Lasciamo la tattica spicciola del giorno dopo giorno, apriamo gli orizzonti politici faticosi della strategia prima che sia troppo tardi, prima di non essere più riconoscibili rispetto al resto, prima che il “siete tutti uguali” diventi convinzione.

2 Risposte

  1. Ritengo che questo articolo sia positivo per quel tanto che indica una tendenza da parte della segreteria del MRE di cambiare registro. Va però detto che alcune delle osservazioni in esso contenuto erano fattibili già da prima dell’inizio della scorsa campagna elettorale.
    L’aver operato, in quell’occasione, tenendo anche conto della possibilità di acquisire dei seggi parlamentari ha una sua logica interna rispetto alla quale sono abbastanza critico , ma non vorrei soffermarmi, in questa nota, su tale aspetto. Comunque sia, mi sembra che questo articolo non risolva alcuni dei nodi rispetto ai quali dovrà svolgersi l’azione repubblicana del prossimo periodo.
    Vi è, innanzitutto, da chiarire il ruolo del MRE rispetto al PD. Una chiarezza che dev essere fatta anche per capire se il MRE può ancora essere considerato un partito politico od una sorta di associazione mazziniana a cui è consentito intervenire nel campo della politica e con una preferenza per il centro-sinistra. Scelta che può essere anche interessante, ma che deve essere dichiarata esplicitamente.
    L’altra ipotesi è quella di un MRE che voglia essere partito politico e scegliere in autonomia, a seconda dei suoi deliberati congressuali e di consiglio nazionale, il campo delle alleanze e delle eventuali federazioni a cui aderire. Se si ritiene valida questa seconda ipotesi l’MRE dovrà spiegare perchè dei suoi iscritti hanno partecipato alle votazioni, anche candidandosi, per gli organi del PD. Se qualcuno è favorevole al sistema della doppia tessera che venga precisato , e magari anche se vale solo per il PD o anche per altre formazioni.
    Ma quel che più preoccupa è che non viene risolto il nodo politico; nel mentre si afferma che il PD nonsa scegliere tra via liberal-democratica e quella social-democratica, non si dice quale scelta si ritiene pù opportuna per il MRE. Forse quella mancanza di identità e di capacità di utilizzare potenzialità che le stesse comportano, ha colpito anche lo stesso MRE, Per non sfuggire, a mia volta, a tale nodo mi permetterò di aproffitare della vostra cortese attenzione in una prossima nota (anche perchè temo sempre che si cancelli il tutto).

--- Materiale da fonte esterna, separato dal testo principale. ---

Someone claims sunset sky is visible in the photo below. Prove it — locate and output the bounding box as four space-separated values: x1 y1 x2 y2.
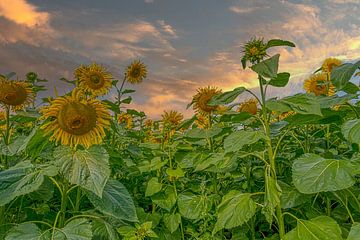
0 0 360 118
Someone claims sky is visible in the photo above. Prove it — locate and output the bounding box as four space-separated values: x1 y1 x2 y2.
0 0 360 118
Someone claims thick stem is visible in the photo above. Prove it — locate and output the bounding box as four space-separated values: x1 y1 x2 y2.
59 181 69 228
259 75 285 240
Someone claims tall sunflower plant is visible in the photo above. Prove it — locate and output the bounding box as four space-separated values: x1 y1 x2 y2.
201 39 360 239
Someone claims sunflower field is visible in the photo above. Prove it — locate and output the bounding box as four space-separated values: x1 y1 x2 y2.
0 38 360 240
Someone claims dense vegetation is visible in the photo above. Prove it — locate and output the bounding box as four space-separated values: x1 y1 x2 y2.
0 39 360 240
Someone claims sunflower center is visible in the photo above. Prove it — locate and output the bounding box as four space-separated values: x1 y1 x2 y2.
58 102 96 135
0 85 27 106
89 73 105 89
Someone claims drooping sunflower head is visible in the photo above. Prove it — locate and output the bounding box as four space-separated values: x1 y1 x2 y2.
161 110 184 127
40 91 110 148
193 86 222 114
243 38 267 64
118 112 134 129
125 60 147 84
304 73 335 96
322 58 342 73
0 79 35 111
74 63 113 96
237 98 258 115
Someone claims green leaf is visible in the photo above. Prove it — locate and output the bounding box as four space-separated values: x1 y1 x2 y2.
341 119 360 144
151 186 176 211
224 130 266 153
163 213 181 233
5 223 50 240
145 177 162 197
266 39 295 48
285 216 343 240
54 146 110 197
346 223 360 240
178 192 208 219
266 94 322 116
86 179 138 222
331 61 360 90
251 54 280 78
292 153 355 194
208 87 246 106
0 161 57 206
261 165 281 226
54 218 92 240
213 190 256 235
269 72 290 87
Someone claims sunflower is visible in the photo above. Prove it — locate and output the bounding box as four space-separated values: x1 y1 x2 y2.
0 79 35 111
118 112 133 129
322 58 342 73
161 110 184 127
194 114 210 129
304 73 335 96
40 90 110 148
193 86 221 114
243 38 267 64
74 63 113 96
125 60 147 84
237 98 258 115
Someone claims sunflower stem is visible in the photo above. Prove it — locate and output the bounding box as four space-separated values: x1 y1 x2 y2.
258 75 285 240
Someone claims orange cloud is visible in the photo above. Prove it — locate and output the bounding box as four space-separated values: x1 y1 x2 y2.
0 0 49 28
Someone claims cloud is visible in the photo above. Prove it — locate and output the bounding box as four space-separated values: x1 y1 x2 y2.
0 0 50 28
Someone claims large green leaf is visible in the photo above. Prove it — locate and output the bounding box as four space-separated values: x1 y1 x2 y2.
266 94 322 116
292 153 355 194
261 166 281 225
54 218 92 240
213 190 256 235
87 179 138 222
285 216 343 240
341 119 360 144
208 87 246 106
331 61 360 90
0 161 57 206
178 192 208 219
224 130 266 153
251 54 280 78
269 72 290 87
346 223 360 240
266 39 295 48
5 223 50 240
54 146 110 197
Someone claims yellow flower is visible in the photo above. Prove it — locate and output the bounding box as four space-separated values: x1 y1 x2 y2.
0 79 35 111
125 60 147 84
74 63 113 96
237 98 258 115
193 86 221 114
194 114 210 129
322 58 342 73
243 38 267 64
118 112 133 129
304 73 335 96
40 90 110 148
161 110 184 127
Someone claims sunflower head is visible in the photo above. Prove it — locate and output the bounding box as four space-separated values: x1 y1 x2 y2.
125 60 147 84
322 58 342 73
161 110 184 128
40 91 110 148
243 38 267 64
74 63 113 97
304 73 335 96
118 112 134 129
237 98 258 115
0 80 35 111
193 86 221 114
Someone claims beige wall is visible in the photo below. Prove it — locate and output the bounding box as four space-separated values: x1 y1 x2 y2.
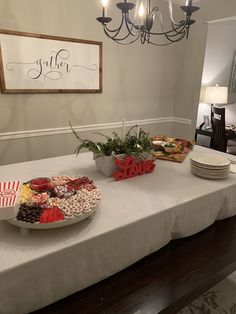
0 0 186 164
0 0 236 164
172 0 236 137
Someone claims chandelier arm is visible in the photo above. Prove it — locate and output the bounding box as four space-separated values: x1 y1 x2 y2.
149 40 172 46
150 11 187 36
111 34 140 46
103 25 136 42
125 14 137 36
103 14 124 34
162 32 186 43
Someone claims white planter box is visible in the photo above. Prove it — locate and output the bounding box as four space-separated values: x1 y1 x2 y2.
93 156 118 177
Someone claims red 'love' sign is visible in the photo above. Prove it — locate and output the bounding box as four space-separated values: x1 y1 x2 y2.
113 156 156 180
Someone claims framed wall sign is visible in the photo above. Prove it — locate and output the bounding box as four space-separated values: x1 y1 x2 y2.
0 30 102 94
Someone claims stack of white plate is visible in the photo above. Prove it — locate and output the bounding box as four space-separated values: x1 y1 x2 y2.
190 153 230 179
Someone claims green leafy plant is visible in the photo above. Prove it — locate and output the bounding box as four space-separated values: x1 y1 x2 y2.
69 121 152 159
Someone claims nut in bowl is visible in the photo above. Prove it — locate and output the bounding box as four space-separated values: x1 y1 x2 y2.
8 176 101 229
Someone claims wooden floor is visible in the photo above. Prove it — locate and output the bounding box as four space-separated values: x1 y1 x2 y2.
34 216 236 314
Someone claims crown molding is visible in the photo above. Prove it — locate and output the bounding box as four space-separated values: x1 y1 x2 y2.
0 117 192 141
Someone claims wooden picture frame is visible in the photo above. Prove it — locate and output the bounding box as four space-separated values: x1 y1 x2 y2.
0 30 102 94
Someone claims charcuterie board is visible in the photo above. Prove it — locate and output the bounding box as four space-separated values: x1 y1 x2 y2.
3 176 101 233
152 135 194 162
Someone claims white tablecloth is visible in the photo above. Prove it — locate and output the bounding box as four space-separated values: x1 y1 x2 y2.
0 146 236 314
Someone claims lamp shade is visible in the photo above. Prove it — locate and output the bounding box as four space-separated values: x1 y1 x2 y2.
202 86 228 104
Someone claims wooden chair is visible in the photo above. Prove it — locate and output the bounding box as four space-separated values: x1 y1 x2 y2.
211 106 236 155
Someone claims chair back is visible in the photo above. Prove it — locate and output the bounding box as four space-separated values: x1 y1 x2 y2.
211 106 227 152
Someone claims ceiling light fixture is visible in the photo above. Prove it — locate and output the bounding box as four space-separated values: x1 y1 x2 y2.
97 0 199 46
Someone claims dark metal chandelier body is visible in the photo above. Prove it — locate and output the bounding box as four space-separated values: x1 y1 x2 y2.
97 0 199 46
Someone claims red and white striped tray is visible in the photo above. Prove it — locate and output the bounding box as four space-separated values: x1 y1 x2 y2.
0 181 21 220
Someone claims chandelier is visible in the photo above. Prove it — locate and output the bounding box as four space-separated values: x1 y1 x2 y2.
97 0 199 46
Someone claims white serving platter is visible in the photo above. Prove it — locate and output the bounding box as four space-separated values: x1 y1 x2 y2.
6 203 100 235
190 153 230 167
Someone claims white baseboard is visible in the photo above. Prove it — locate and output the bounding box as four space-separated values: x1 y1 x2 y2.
0 117 192 141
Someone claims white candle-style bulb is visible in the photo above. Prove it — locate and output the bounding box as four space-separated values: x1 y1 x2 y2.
138 3 145 18
122 119 126 141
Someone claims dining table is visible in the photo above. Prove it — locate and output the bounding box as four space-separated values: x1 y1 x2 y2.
0 145 236 314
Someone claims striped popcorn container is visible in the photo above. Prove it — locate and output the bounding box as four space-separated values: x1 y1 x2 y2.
0 181 21 220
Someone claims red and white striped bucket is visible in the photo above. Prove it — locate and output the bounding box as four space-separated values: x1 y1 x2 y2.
0 181 21 219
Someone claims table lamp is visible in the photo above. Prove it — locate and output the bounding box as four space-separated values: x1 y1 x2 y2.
202 85 228 105
199 84 228 129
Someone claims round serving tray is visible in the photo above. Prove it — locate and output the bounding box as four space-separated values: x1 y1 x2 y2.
6 204 99 229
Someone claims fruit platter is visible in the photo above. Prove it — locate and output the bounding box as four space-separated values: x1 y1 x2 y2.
7 176 101 229
152 135 194 162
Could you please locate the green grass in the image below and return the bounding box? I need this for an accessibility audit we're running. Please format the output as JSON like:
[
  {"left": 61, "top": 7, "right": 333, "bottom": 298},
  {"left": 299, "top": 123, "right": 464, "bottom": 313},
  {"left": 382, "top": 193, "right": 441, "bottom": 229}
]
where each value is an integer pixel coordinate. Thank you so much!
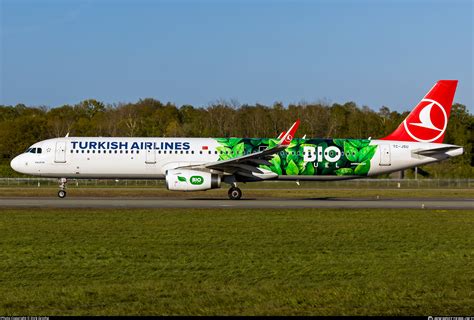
[
  {"left": 0, "top": 185, "right": 474, "bottom": 201},
  {"left": 0, "top": 208, "right": 474, "bottom": 315}
]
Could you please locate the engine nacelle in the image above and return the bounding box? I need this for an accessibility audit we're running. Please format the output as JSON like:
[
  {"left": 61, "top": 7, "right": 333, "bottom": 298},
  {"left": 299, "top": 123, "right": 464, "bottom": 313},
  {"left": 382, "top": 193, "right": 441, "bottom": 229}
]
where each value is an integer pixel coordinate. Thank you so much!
[{"left": 166, "top": 169, "right": 221, "bottom": 191}]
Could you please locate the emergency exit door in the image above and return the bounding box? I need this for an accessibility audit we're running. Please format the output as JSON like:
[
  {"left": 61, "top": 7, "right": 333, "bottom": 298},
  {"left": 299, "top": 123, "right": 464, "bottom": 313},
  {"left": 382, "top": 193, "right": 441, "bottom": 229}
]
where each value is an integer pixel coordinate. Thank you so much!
[
  {"left": 380, "top": 144, "right": 391, "bottom": 166},
  {"left": 145, "top": 149, "right": 156, "bottom": 163},
  {"left": 54, "top": 141, "right": 66, "bottom": 163}
]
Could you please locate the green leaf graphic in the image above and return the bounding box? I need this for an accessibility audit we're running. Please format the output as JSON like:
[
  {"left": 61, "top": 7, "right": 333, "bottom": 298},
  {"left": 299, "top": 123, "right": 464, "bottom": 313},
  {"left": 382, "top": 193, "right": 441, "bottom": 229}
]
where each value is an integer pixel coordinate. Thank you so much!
[
  {"left": 286, "top": 160, "right": 298, "bottom": 175},
  {"left": 270, "top": 155, "right": 283, "bottom": 176},
  {"left": 336, "top": 168, "right": 354, "bottom": 176},
  {"left": 332, "top": 139, "right": 344, "bottom": 148},
  {"left": 228, "top": 138, "right": 242, "bottom": 147},
  {"left": 232, "top": 142, "right": 245, "bottom": 156},
  {"left": 303, "top": 162, "right": 314, "bottom": 176},
  {"left": 344, "top": 141, "right": 359, "bottom": 162},
  {"left": 216, "top": 147, "right": 232, "bottom": 160},
  {"left": 250, "top": 139, "right": 262, "bottom": 147},
  {"left": 347, "top": 139, "right": 362, "bottom": 149},
  {"left": 354, "top": 161, "right": 370, "bottom": 176},
  {"left": 215, "top": 138, "right": 229, "bottom": 145},
  {"left": 268, "top": 139, "right": 280, "bottom": 148},
  {"left": 358, "top": 145, "right": 377, "bottom": 162}
]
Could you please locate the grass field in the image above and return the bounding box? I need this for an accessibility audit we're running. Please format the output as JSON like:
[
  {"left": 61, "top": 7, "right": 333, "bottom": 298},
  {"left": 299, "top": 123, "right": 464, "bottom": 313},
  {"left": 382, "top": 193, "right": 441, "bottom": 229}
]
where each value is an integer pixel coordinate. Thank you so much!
[
  {"left": 0, "top": 209, "right": 474, "bottom": 315},
  {"left": 0, "top": 185, "right": 474, "bottom": 201}
]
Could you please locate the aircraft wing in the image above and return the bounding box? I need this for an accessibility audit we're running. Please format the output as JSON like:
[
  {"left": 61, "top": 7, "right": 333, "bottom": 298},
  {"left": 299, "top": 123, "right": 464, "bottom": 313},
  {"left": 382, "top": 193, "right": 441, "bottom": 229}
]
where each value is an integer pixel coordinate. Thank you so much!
[{"left": 178, "top": 120, "right": 300, "bottom": 179}]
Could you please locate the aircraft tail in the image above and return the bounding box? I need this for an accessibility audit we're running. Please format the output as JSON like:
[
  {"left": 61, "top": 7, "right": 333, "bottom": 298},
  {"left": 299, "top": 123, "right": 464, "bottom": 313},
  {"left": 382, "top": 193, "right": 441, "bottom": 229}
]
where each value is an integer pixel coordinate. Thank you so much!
[{"left": 381, "top": 80, "right": 458, "bottom": 143}]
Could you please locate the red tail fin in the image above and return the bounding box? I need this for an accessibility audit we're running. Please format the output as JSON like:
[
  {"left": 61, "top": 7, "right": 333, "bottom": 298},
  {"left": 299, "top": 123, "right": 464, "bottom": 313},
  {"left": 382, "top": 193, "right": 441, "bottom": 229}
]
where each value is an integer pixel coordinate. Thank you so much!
[{"left": 382, "top": 80, "right": 458, "bottom": 143}]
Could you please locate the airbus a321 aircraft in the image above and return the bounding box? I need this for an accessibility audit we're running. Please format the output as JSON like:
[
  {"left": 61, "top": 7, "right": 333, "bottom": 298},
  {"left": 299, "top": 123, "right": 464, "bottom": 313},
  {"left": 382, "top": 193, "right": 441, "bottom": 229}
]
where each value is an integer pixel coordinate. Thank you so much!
[{"left": 11, "top": 80, "right": 463, "bottom": 200}]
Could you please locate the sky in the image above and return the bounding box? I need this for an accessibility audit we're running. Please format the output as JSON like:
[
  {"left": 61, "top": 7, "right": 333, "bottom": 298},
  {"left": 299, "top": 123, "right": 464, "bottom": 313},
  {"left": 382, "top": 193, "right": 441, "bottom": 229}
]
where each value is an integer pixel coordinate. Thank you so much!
[{"left": 0, "top": 0, "right": 474, "bottom": 113}]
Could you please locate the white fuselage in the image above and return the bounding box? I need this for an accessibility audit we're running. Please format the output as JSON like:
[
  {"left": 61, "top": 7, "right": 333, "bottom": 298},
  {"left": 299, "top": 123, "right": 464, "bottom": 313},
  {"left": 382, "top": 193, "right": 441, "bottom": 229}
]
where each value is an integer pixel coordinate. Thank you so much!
[{"left": 11, "top": 137, "right": 463, "bottom": 180}]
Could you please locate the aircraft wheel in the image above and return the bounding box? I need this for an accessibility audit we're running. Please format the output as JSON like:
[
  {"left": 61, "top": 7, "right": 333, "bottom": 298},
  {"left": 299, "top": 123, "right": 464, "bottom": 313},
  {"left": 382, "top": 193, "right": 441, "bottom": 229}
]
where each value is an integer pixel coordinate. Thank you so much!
[{"left": 228, "top": 187, "right": 242, "bottom": 200}]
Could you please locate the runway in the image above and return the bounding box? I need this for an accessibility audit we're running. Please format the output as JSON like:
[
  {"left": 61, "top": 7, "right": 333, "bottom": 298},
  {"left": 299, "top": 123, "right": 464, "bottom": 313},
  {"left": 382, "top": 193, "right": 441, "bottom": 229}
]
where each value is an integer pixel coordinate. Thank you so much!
[{"left": 0, "top": 197, "right": 474, "bottom": 210}]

  2. non mi sembra che il non volere che il PD aderisca all’internazionale socialista risolva completamente il problema in un modo preciso: E poi, questo cosa significa per il MRE? Forse che se il PD non aderisce al socialismo internazionale noi possiamo entrare nel PD, o continuare a farne parte come sembrerebbeda alcuni passi dell’articolo? E come ci collochiamo rispetto all’idea di una fusione tra internazionale socialista e partiti di scuola democratica?
    ( ovviamente non è questa la nota a cui accennavo, ma solo una precisazione che mi è venuta spontanea nel rileggere quanto da me scritto).